I want to cluster a huge amount of data records. The data that I'm dealing with are of string type. The clustering process takes a long time.
Let us assume that I want to cluster a set of email data records into cluster, where emails written by the same person are allocated to the same cluster (taking into account that a person might write his/her name in different ways).
I want to perform a multi stage clustering:
- First stage clustering based on name, if the name distance between two records is less than a threshold we consider these clusters otherwise...
- The data records enters the second stage of clustering based on other attributes (other than name).
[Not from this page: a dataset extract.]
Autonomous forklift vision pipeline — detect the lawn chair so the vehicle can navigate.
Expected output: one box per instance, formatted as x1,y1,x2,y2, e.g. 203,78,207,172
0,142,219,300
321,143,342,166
The pairwise distance is calculated. Now I'm in the clustering phase. I want to use the following code for dbscan
clustering:
function [IDX, isnoise] = dbscan_strings(X,epsilon,MinPts)
C = 0;
n = size(X,1);
IDX = zeros(n,1);
D = pdist2(X,X,@intersection);
visited = false(n,1);
isnoise = false(n,1);
for i = 1:n
if ~visited(i)
visited(i) = true;
Neighbors = RegionQuery(i);
if numel(Neighbors)<MinPts
% X(i,:) is NOISE
isnoise(i) = true;
else
C = C+1;
ExpandCluster(i,Neighbors,C);
end
end
end
function ExpandCluster(i,Neighbors,C)
IDX(i) = C;
k = 1;
while true
j = Neighbors(k);
if ~visited(j)
visited(j) = true;
Neighbors2 = RegionQuery(j);
if numel(Neighbors2)>=MinPts
Neighbors = [Neighbors Neighbors2]; %#ok
end
end
if IDX(j)==0
IDX(j) = C;
end
k = k + 1;
if k > numel(Neighbors)
break;
end
end
end
function Neighbors = RegionQuery(i)
Neighbors = find(D(i,:)<=epsilon);
end
end
I need help in making the following clustering process into a multistage process where X
contains data records with all attributes. Let us assume that X{:,1}
is the data records with the name attribute, since the name is contained in the first column.
NOTE: I will give a bounty of 50 points for the one who helps me.